Economists on the Loose

Cohen also interviewed Professor David Card, saying that he's done "groundbreaking research on the effect of the minimum wage." Literally hundreds of studies show that increases in the minimum wage cause unemployment for the least-skilled worker, a group dominated by teenagers, particularly black teenagers. But Professor Card's study asserts that increases in minimum wage actually increase employment. Besides the fact that reviews of his study show flawed statistical techniques, that assertion doesn't even pass the smell test. If it did, then whenever there's high unemployment, anywhere in the world, governments could eliminate it by mandating higher minimum wages.

Robert Reich, President Clinton's labor secretary, said that economists who question free market theories really "want to speak to the reality of our time." That's incredible. Reality doesn't depend on whether it's 1907 or 2007. Reich probably thinks the reality of the laws of demand depends on what year it is. I wonder whether he thinks the reality of the laws of gravity does as well.

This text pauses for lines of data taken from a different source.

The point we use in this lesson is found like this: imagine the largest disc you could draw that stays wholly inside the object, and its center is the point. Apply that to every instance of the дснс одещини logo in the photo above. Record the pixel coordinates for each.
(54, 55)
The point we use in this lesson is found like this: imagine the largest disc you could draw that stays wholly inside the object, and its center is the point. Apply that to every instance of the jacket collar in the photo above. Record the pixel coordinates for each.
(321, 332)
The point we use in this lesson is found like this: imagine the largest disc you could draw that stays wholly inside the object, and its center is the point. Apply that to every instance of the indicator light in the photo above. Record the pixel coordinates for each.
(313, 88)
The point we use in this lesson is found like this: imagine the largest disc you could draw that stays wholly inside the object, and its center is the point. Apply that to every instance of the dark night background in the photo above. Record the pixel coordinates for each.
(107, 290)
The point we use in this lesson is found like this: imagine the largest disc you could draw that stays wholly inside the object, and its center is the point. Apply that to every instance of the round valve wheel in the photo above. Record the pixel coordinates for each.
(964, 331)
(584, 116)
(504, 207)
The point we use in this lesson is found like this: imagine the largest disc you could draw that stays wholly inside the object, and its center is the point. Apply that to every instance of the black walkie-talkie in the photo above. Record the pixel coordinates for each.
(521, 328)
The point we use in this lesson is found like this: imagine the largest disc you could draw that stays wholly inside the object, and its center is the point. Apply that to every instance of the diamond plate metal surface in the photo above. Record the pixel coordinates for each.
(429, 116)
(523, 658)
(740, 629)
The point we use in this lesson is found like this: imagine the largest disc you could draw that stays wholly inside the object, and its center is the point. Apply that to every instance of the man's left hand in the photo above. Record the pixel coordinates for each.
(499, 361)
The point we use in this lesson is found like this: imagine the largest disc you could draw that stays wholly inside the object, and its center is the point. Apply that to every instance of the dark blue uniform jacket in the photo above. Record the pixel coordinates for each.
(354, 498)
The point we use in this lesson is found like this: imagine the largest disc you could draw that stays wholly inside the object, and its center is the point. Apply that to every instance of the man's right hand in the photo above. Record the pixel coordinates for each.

The ideas expressed by economists interviewed by Cohen, while out of the mainstream of a large majority of economists, are solidly in the mainstream of mankind's traditional vision. Throughout history, the right to pursue one's goals in a peaceable, voluntary manner, without direction, control and coercion, has won a hostile reception. There's little older in history than the idea that some should give orders and others obey.